There are various types of computer forensic examinations. Each deal with a specific aspect of information technology. Some of the main types include the following:

  • Database forensics: The examination of information contained in databases, both data and related metadata.
  • Email forensics: The recovery and analysis of emails and other information contained in email platforms, such as schedules and contacts.
  • Malware forensics: Sifting through code to identify possible malicious programs and analyzing their payload. Such programs may include Trojan horses, ransomware or various viruses.
  • Memory forensics: Collecting information stored in a computer's random-access memory (RAM) and cache.
  • Network forensics: Looking for evidence by monitoring network traffic, using tools such as a firewall or intrusion detection system.
  • Mobile forensics: Mobile forensics is a branch of digital forensics related to the recovery of digital evidence from mobile devices in such a way that the evidence is preserved in a forensically sound condition
    The growing need for mobile device forensics is driven by:
    • Use of mobile phones to store and transmit personal and corporate information
    • Use of mobile phones in online transactions
How does computer forensics work?

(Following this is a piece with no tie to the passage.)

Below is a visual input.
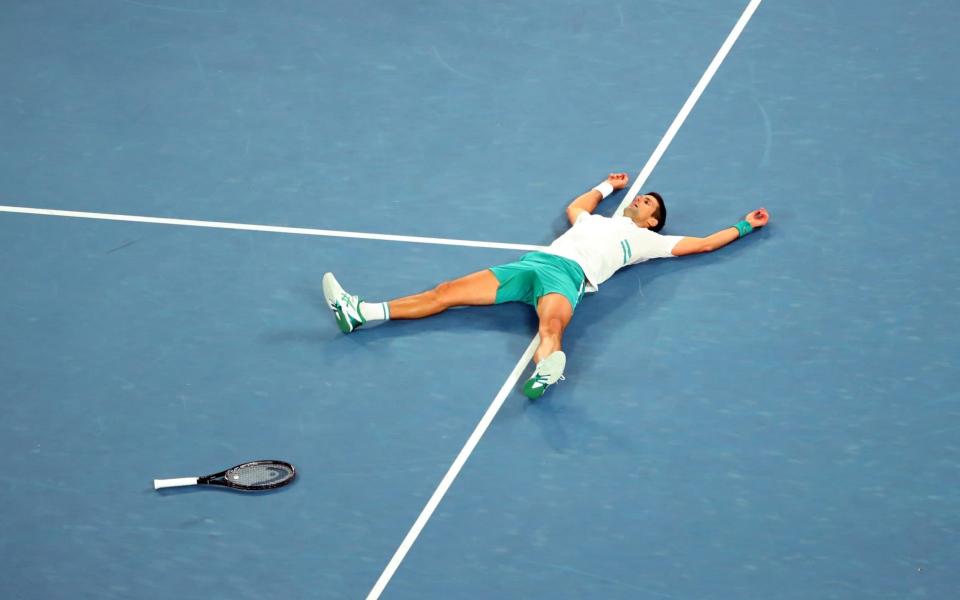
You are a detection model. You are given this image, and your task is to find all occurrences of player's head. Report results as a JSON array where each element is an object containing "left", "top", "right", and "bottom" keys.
[{"left": 623, "top": 192, "right": 667, "bottom": 231}]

Data collection :
  • Electronically stored information must be collected in a way that maintains its integrity. This often involves physically isolating the device under investigation to ensure it cannot be accidentally contaminated or tampered with.
  • Examiners make a digital copy, also called a forensic image, of the device's storage media, and then they lock the original device in a safe facility to maintain its pristine condition. The investigation is conducted on the digital copy
Analysis :
  • Investigators analyse digital copies of storage media in a sterile environment to gather the information for a case.
  • Various tools are used to assist in this process, including Basis Technology's Autopsy for hard drive investigations
Presentation :
  • The forensic investigators present their findings in a legal proceeding, where a court uses them to help determine the result of a lawsuit.
  • In a data recovery situation, forensic investigators present what they were able to recover from a compromised system.